Quote 5: Paul DePodesta. He and Michael Lewis are in the film room watching the New York Yankees take it to the A’s. Michael is getting fired up because the A’s are not playing well and the Yankees have been taking advantage of that with a good deal of success and nobody else in the film room is showing any reaction. Paul says “It’s looking at process rather than outcomes. Too many people make decisions based on outcomes rather than process. It’s not what happened it’s how our guy approached it.” (p. 146)

Investing Lesson: You will not be right about every investment you make. The key is to do the develop a process that includes conducting a thorough review of the company, purchase it an price far enough below your estimate of its intrinsic value that you have a margin of safety and have the discipline and patience to wait until others also recognize the value. If you finally conclude your have made a mistake don’t stall on making the sale, do it and figure out what went wrong in your decision process.

Quote 6: Scott Hatteberg is in the film room reviewing tape of a pitcher he has not had much luck hitting against. “…Hatteberg considers why everyone doesn’t prepare for Jamie Moyer as he does – by watching tape, imagining what will happen, deciding what to look for, deciding what he will never swing at.” (page 184)

Investing Lesson: This is another example of the disciplined process and persistence it takes to succeed in any realm of study. Scott had developed a process that helped him prepare for possible situations that he could excel at and also to see what situations he should avoid. The search discipline is the same for investing. You must understand what companies fit into your circle of competence and avoid those that are not understandable or are currently overpriced. As an investor you should always be looking for companies that fall into your circle of competence, even if they are currently overvalued, so you can watch them in case the situation changes. You should also develop an understanding of situations to avoid. Investing in IPOs is one such situation that in the vast majority of cases should be avoided. IPOs tend to be of companies that are hot in the market right now and in most cases will be sold at a premium valuation.

Quote 7: Mr. Lewis listed 5 rules used by Billy Beane when he is shopping for players. The first doesn’t apply to investors but the last 4 are good rules to follow (p. 193-194):

“The day you say you have to do something, you’re screwed. Because you are going to make a bad deal. You can always recover from the player you don’t sign. You may never recover from the player you signed at the wrong price.”

“Know exactly what every player in baseball is worth to you.
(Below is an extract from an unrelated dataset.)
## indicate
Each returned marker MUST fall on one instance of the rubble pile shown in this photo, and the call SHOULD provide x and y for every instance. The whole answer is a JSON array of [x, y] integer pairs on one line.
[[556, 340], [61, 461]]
You can put a dollar figure on it.”

“Know exactly who you want and go after him.”

” Every deal you do will be publicly scrutinized by subjective opinion. To do this well, you have to ignore the newspapers.”

Investing Lesson: I think these five rules sum up the lessons from the book quite well. Price, i.e. valuation, is all important in investing just as in baseball. When you find the right company selling at the right price you need to invest a meaningful portion of your portfolio in that company. You must be able to stay investing based on your own reasoning and be able to ignore the opinions of the crowd.